在强光的穿透下,那足有大半米厚的外层冰体,纯净得简直像是一块巨大的玻璃。
“在工业制冰的常识里,想要用自来水或者纯水冻出这种完全透明的老冰,绝不是把它扔进零下十几度的模具里放一夜就能做到的。”
“水在结冰的过程中,会从外向内缓慢冻结。水里溶解的空气和微小杂质,会被不断向中心挤压。如果不加干预,冰块的中心最终会聚集大量的气泡,变成一块浑浊不堪的白冰。”

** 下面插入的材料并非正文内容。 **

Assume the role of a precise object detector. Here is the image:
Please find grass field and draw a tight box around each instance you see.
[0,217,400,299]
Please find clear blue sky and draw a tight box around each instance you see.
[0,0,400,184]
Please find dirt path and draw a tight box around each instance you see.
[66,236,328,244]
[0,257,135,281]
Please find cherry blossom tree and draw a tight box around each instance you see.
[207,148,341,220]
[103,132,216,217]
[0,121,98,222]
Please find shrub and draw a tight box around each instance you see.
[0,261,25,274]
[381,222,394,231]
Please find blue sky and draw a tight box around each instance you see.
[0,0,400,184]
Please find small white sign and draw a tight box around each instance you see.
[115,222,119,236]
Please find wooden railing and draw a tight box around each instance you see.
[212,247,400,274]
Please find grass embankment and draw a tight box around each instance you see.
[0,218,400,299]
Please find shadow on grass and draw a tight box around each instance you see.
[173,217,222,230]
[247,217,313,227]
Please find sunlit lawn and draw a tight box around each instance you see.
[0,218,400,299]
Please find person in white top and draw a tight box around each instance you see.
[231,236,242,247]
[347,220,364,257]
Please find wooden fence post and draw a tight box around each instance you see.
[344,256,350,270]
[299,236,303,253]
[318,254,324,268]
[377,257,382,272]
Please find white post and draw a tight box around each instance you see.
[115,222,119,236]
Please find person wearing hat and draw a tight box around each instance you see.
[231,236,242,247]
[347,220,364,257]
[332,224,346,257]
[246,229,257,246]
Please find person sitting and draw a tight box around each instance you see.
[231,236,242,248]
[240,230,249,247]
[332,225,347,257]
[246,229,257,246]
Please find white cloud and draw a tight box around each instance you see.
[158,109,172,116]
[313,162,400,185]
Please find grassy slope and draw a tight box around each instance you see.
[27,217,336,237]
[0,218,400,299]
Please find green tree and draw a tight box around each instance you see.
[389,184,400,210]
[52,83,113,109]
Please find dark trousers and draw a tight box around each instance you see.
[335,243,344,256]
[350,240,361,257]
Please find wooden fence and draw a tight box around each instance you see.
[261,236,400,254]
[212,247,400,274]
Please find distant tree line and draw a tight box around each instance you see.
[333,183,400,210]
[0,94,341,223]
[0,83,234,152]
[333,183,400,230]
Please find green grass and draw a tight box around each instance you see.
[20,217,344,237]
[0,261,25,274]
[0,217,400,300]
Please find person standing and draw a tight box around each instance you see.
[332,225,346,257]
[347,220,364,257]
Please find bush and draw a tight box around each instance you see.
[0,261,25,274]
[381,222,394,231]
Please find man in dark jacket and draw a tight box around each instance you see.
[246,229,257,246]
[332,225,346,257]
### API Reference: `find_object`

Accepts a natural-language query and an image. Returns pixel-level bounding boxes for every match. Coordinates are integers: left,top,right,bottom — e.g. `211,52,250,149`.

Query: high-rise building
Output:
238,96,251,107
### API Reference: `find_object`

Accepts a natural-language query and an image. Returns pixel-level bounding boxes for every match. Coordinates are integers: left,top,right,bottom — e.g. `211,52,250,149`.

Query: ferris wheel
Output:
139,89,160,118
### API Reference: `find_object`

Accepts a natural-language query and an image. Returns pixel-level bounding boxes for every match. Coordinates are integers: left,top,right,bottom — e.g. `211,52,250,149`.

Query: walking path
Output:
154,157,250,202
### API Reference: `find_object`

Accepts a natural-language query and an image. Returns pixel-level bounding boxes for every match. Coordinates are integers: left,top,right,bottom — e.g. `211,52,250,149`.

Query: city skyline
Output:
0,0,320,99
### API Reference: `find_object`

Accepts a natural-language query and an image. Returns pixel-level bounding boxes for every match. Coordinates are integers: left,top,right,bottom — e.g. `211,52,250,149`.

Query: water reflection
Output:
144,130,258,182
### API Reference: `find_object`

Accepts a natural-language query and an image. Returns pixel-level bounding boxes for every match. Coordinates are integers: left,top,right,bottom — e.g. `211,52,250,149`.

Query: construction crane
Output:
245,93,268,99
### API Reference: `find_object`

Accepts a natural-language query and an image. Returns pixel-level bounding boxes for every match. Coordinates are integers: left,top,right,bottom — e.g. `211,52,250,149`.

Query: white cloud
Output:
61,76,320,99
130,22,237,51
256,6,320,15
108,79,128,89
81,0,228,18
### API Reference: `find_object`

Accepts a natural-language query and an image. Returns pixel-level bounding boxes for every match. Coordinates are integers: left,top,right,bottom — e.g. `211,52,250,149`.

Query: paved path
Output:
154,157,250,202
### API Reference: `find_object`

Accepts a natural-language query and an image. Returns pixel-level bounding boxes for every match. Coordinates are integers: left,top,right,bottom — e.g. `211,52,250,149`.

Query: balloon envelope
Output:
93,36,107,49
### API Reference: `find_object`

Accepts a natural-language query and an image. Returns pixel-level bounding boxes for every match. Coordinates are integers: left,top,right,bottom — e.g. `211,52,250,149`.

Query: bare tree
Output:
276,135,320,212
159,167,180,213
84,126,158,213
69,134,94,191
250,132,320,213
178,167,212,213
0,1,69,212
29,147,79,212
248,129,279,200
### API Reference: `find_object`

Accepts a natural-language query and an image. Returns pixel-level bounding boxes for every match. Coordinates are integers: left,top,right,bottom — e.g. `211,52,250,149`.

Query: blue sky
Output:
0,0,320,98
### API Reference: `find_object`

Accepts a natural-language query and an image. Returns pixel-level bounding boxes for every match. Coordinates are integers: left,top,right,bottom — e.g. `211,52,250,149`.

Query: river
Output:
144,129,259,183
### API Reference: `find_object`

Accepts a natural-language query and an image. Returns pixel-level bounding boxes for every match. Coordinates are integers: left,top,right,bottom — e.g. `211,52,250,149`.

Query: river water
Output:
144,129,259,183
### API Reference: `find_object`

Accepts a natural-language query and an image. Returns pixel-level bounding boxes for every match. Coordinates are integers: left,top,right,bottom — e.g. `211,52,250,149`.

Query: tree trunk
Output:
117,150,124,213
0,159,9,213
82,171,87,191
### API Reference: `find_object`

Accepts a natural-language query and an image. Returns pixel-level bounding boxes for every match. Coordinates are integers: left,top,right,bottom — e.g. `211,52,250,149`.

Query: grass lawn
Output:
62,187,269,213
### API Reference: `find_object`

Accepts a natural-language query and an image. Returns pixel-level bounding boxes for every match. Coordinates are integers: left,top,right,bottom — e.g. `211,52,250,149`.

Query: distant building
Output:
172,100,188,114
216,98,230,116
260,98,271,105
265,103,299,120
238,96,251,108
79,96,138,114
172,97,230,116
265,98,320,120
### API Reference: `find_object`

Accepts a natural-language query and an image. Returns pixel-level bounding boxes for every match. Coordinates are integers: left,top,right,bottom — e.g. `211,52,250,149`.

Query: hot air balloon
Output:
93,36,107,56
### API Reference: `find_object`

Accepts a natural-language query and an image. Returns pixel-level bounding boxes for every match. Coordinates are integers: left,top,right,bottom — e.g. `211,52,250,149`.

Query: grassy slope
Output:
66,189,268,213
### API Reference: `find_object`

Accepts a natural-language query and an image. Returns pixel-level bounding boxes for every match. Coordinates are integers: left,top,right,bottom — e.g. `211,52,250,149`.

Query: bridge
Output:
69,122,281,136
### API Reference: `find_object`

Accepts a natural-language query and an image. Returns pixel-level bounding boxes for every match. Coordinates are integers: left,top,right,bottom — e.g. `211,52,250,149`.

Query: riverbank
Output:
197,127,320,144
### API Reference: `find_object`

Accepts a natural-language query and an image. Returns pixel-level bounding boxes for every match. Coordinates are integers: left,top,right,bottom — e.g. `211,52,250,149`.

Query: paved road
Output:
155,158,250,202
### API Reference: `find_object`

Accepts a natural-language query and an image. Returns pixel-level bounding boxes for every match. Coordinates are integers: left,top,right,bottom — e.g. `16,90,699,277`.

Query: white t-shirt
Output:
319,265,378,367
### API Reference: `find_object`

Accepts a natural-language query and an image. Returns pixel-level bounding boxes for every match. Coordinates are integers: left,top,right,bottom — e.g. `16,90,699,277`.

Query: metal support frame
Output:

短发女孩愣住了,她似乎隐约抓到了什么线索,但又不敢确定。
“所以,为了让整块冰保持完全透明。制冰厂在注水冷冻的过程中,必须使用一种叫做‘吹气循环’的设备,或者不断用水泵搅动水流。”
陆窈的手电筒光束在透明的冰层上画了一个大圈。
“只有让水一直保持流动,才能把结晶过程中析出的空气彻底赶出去,最终冻出一整块没有气泡的透明老冰。”
说到这里,陆窈突然停顿了一下,手腕一转,将那束刺眼的光芒死死锁定在尸体的正中央。
“那么问题来了。”
陆窈转过头,居高临下地看着那个瘫在地上的老工人。
“如果你们口中的领班,是一开始就掉进了模具里,或者被诡异按在水里从头冻到尾。以他一百六十斤的庞大体积,早就把水里的循环搅动路线堵得死死的了。”
“如果水流无法正常循环排气。那么他身体周围、甚至这块冰的整个核心区域,必然会因为空气无法排出,而冻成一团极其浑浊的白色废冰。”
陆窈的声音在冰冷的车间里掷地有声,将所有关于诡异索命的恐怖滤镜,一层一层无情地扒了下来。
“但这块包裹着他的巨型冰块,它的主体部分,透明得连一条裂纹都找不出来。”
“这绝对是一块在没有受到任何异物干扰的情况下,经过了十几个小时标准化作业,完美冻结出炉的工业透明老冰。”
车间里再次陷入了死寂。
老工人张大了嘴巴,他那颗被恐惧塞满的脑袋,显然无法立刻处理这些极其硬核的物理学现象。
短发女孩却听懂了。
她的眼睛瞬间睁大,指着那块冰,结结巴巴地说道:“你……你的意思是说,在水结成这块透明冰的时候……领班根本就不在里面?”
“没错。”
陆窈给予了肯定的答复。
她将手电筒的光束拉近,几乎贴在了冰块的表面。
“不仅结冰的时候他不在里面。凶手为了把他这具一百六十斤的尸体塞进去,还留下了一道极其致命的‘加工缝隙’。”
陆窈拿着手电筒的手稳定得可怕。
光束顺着领班军大衣的边缘,缓缓勾勒出一圈清晰的轮廓。
“过来仔细看。”
陆窈命令道。
短发女孩强忍着心头的战栗,壮着胆子凑近了冰块,顺着陆窈手电筒指示的方向看去。
这一看,女孩瞬间倒吸了一口凉气。
在远距离的昏暗灯光下,所有人都只看到了尸体被完美封印在冰里。
但在极度耀眼的强光近距离照射下,那个隐藏在晶莹剔透背后的破绽,简直刺眼到了极点。
就在领班尸体四周大约两三厘米的范围内,包裹着一圈极度浑浊、充满了密密麻麻细小白色气泡的冰层。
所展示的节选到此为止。